Yargıtay’ın 150. Yılının kutlanması bizim hukuk tarihimize ters açıdan bakıştır
07 Mart 2018 - 23:11

TÜRK HUKUK TARİHİNDE YARGITAY VE KANUN YOLLARI

Yargıtay’ın 150. Yılının kutlanması bizim hukuk tarihimize ters açıdan bakıştır. Çünkü 150. Yıl deyimi batı tarzı Yargıtay arayışlarından doğan ama Ahmed Cevdet Paşa’nın gayretleriyle millî köklere de dayandırılan son döneme yani Tanzimat sonrasına ait bir gelişmedir. Yoksa bütün hukuk tarihimiz açısından böyle bir şeyi düşünmek yanlış ve üzücüdür. Bilinmelidir ki, başkalarının kavramlarıyla kendi dünyanızı kuramazsınız. Köksüz ağaç meyve vermez. Köklere inemezseniz göklere yükselemezsiniz. Köklerle ilişki kurarken geçmiş de tartışılmalı ve sorgulanmalıdır.

Evvela şunu belirtmeliyim ki, Yargıtay’ın 150. Yılının kutlanması, hukuk tarihimiz açısından en azından aşağılık kompleksidir ve üzücüdür.
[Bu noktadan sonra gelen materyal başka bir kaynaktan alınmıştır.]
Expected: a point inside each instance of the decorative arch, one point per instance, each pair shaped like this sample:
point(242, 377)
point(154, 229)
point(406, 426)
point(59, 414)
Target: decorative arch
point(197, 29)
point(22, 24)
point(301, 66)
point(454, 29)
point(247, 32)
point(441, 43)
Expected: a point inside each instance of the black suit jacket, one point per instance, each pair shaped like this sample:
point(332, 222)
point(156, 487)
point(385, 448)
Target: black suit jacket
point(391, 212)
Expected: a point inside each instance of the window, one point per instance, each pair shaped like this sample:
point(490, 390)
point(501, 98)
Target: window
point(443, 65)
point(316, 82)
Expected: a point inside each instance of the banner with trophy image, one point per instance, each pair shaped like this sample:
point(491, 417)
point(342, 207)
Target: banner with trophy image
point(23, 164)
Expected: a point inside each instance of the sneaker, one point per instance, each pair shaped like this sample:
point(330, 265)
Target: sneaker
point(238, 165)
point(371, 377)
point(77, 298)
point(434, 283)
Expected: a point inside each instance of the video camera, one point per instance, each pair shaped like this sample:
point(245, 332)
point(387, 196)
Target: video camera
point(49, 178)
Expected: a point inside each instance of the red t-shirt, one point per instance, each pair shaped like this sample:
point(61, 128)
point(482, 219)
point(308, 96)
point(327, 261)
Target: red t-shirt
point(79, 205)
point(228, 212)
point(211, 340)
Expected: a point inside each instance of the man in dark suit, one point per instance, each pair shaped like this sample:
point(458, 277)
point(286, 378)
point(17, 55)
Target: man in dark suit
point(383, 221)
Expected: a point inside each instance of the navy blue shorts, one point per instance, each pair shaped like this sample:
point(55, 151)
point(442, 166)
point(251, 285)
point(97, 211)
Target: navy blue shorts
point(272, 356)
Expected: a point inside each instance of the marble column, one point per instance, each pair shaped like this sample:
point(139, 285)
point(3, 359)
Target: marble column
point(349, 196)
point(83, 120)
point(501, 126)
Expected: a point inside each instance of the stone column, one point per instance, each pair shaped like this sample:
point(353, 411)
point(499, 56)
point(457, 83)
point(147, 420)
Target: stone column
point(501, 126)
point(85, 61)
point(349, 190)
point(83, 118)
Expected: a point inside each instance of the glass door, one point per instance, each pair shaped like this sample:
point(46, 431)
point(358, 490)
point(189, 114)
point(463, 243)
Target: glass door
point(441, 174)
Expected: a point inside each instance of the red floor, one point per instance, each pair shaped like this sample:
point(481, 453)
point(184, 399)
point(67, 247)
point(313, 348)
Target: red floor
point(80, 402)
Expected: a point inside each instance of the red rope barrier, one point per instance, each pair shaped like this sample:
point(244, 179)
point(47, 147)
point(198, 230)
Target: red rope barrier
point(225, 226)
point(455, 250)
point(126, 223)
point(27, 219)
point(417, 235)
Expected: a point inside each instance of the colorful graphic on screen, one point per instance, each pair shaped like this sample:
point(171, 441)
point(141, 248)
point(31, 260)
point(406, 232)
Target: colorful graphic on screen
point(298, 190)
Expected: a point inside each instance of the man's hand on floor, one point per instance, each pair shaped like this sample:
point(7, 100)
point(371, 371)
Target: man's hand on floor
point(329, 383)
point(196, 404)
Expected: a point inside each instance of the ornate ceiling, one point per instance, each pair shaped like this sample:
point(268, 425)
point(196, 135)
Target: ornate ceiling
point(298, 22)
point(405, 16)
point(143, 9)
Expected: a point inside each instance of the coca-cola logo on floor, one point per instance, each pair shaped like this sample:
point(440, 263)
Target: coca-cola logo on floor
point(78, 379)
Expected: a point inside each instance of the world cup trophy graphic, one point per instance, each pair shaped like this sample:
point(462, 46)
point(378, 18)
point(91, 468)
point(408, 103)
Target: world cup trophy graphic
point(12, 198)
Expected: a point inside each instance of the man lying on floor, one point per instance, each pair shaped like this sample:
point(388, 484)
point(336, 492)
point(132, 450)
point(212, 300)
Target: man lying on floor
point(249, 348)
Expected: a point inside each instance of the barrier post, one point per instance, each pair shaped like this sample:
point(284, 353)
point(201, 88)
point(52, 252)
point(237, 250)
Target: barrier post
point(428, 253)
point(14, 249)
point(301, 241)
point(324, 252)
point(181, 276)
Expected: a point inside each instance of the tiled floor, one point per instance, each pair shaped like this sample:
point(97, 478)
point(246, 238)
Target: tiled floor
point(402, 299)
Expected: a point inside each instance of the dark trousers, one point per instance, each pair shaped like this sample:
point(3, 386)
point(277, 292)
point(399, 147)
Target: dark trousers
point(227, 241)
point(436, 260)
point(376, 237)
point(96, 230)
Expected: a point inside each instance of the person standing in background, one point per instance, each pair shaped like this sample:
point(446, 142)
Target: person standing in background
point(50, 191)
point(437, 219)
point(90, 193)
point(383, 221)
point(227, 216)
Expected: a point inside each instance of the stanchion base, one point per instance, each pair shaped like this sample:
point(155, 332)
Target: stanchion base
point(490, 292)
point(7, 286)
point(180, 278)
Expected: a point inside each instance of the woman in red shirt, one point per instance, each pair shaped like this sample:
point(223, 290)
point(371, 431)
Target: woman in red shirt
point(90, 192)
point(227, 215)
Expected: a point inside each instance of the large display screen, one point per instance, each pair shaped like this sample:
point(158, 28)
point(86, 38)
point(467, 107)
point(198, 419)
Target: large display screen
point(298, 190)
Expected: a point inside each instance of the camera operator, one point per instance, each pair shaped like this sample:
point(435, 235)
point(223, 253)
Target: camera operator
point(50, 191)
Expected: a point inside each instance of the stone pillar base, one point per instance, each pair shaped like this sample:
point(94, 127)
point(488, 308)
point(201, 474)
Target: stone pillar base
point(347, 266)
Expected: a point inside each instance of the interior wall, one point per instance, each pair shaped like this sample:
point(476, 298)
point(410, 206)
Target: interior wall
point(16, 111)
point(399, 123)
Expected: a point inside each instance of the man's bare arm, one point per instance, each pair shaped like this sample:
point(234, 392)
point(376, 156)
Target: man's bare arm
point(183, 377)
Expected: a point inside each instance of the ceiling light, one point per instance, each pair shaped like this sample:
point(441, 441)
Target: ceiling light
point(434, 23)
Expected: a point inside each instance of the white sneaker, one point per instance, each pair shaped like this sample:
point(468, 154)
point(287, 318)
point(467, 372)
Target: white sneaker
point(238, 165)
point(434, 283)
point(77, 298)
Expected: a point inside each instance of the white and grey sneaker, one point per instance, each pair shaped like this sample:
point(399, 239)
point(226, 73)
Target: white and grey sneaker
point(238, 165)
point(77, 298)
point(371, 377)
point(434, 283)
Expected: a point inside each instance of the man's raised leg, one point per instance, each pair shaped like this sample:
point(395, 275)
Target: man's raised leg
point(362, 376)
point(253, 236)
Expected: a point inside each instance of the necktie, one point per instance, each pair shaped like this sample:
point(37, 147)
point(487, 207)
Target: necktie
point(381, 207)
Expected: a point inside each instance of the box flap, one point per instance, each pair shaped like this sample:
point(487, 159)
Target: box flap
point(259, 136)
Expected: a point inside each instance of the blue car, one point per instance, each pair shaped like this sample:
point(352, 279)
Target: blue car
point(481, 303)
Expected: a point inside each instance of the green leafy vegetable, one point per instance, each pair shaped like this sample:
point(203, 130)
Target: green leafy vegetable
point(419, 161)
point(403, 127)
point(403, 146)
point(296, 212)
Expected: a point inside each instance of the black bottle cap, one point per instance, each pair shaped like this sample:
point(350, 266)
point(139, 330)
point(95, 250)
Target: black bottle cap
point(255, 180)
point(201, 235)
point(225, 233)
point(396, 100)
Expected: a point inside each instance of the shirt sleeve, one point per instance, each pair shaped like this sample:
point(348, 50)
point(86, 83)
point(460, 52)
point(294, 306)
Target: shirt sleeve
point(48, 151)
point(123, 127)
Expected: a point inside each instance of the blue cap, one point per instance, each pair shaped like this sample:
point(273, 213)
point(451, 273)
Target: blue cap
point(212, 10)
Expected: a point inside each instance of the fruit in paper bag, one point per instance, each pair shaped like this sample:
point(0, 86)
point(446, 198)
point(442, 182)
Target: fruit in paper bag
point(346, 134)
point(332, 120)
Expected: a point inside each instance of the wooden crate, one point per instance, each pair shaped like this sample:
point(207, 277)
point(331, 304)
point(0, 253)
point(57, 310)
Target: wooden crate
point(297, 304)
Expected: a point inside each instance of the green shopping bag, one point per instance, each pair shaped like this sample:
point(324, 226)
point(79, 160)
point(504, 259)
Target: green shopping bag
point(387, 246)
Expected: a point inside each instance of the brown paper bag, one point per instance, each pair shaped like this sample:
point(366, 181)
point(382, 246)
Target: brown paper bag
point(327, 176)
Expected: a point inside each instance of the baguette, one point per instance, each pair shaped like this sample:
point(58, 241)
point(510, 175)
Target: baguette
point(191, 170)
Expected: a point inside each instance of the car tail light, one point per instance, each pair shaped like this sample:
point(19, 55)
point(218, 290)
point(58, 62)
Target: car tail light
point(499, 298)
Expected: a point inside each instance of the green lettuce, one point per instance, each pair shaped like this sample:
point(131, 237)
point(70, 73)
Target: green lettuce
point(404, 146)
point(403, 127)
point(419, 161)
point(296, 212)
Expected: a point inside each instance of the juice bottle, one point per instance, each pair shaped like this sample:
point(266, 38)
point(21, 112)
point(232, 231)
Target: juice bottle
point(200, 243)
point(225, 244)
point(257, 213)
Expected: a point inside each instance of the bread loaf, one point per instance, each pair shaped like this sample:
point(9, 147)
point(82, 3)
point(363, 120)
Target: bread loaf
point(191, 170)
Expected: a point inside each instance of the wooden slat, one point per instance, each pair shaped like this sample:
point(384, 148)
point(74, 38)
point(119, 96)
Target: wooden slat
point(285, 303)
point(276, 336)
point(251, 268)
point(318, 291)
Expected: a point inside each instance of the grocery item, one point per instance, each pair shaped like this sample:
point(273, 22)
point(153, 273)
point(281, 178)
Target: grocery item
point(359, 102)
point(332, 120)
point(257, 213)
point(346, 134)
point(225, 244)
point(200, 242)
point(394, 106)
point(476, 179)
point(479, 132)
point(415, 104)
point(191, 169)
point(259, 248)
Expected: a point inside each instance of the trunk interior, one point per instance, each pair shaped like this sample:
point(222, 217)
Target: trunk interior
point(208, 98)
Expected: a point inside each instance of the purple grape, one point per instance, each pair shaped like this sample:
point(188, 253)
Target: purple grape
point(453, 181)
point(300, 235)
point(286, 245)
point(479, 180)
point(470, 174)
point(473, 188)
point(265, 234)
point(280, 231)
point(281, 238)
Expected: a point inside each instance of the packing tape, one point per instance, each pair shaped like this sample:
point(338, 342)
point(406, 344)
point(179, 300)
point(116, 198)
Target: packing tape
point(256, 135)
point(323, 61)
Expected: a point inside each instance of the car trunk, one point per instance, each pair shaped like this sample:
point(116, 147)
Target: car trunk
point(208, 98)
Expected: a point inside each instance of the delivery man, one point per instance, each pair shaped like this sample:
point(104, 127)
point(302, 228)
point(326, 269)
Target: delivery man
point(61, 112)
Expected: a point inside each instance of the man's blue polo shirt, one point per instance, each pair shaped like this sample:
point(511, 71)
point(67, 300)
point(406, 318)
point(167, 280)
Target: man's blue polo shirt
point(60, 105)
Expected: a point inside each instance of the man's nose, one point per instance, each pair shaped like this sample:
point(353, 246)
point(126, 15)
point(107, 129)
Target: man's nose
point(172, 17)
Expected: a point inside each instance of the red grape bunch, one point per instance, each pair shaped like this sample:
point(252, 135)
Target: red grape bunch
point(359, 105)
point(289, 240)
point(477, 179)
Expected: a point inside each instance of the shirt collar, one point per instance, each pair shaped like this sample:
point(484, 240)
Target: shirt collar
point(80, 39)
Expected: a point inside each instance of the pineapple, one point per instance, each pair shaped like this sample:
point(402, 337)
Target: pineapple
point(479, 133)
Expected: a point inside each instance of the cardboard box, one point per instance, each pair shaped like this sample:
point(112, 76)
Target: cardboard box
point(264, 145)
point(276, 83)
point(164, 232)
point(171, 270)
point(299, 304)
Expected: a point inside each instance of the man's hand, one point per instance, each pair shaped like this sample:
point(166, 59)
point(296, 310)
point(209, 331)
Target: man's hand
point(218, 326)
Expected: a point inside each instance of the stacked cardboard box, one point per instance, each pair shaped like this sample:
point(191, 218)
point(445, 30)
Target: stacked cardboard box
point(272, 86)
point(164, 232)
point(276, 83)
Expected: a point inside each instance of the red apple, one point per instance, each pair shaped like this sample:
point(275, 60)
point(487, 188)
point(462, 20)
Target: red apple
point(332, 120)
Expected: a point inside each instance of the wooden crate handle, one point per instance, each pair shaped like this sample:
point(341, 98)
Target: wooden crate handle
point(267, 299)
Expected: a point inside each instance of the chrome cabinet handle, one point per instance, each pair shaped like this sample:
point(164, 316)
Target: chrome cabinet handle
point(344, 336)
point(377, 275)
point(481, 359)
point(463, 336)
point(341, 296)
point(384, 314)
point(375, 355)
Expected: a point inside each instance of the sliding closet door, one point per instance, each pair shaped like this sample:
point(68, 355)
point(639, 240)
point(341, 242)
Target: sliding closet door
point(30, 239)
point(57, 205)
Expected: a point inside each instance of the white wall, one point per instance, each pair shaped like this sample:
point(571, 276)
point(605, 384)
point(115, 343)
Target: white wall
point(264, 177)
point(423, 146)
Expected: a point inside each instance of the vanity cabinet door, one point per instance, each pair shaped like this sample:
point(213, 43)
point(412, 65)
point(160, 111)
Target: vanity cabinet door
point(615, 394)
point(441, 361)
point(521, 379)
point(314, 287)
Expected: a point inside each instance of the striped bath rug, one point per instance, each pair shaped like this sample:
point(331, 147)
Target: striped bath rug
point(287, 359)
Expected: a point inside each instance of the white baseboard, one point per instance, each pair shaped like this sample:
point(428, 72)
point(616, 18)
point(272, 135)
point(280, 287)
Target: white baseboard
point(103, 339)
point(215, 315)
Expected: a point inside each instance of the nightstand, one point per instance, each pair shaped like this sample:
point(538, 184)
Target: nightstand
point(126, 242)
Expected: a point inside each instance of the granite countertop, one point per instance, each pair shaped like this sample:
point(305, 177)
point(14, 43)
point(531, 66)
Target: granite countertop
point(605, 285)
Yukarıda izah ettiğimiz gibi, 1000 yıldır İslam Hukukunu hukuk sistemi olarak kabul eden Türk Hukuk Tarihinde bütün kanun yolları olduğu gibi, Temyîz kurumları da mevcuttur. Abbasilerdeki Dîvân-ı Mezâlim de Divân-ı Adl de ve elbetteki onların Kâdil-Kudâtlığını yapmış olan İmam Ebu Yusuf da, elbetteki Yargıtay görevini üstlenen kurumu temsil etmektedir. Selçuklularda ve diğer Müslüman Türk Devletlerinde bu kurum Kâdîleşkerlik ve Kâdîl-Kudâtlık gibi müesseselerle devam edegelmiştir.

Osmanlı Devletinde bu görev Kazaskerlik Müessesesi ile devam etmiş ve Rumeli Kazaskeri Yargıtay Birinci Başkanı gibi vazife ifa etmiştir.

Tanzîmât ilan edilmeden evvel, Osmanlı Devletinin hal-i pür melali ortadadır. Ancak Avrupa Devletlerinin baskısı ile hukuk sisteminde düalizm başlamıştır ve otomotikman Kazaskerlik makamının tek Yargıtay kurumu özelliği ortadan kalkmıştır. 1838 yılından sonra ihdâs edilen Meclislerle, Osmanlı Devleti kendi yürüyüşünü iptal etmiş; ama başkasının yürüyüşünü de öğrenememiştir. Her konuda olduğu gibi, Yargıtay konusunda da Batı Hukukunun taklidini isteyen arayışlara karşı, kıymetli hukukçu Ahmed Cevdet Paşa, Dîvân-ı Ahkâm-ı Adliye adıyla merkezde yüksek bir adlî mahkemenin kurulmasına vesile olmuş ve bununla iki mesaj vermiştir:

Birincisi, bizim tarihimizde bu kurumlar vardır. Nitekim Devvânî’nin konuyla alakalı Risâlesini tercüme ederek temyiz kurumunun Abbasilerden beri var olduğunu göstermiştir.
İkincisi, tıpkı şer’î hükümlere dayanan Mecelle-i Ahkâm-ı Adliye gibi yeni bir Yargıtay kurumunun şer’î hükümler çerçevesinde kurulması mümkündür.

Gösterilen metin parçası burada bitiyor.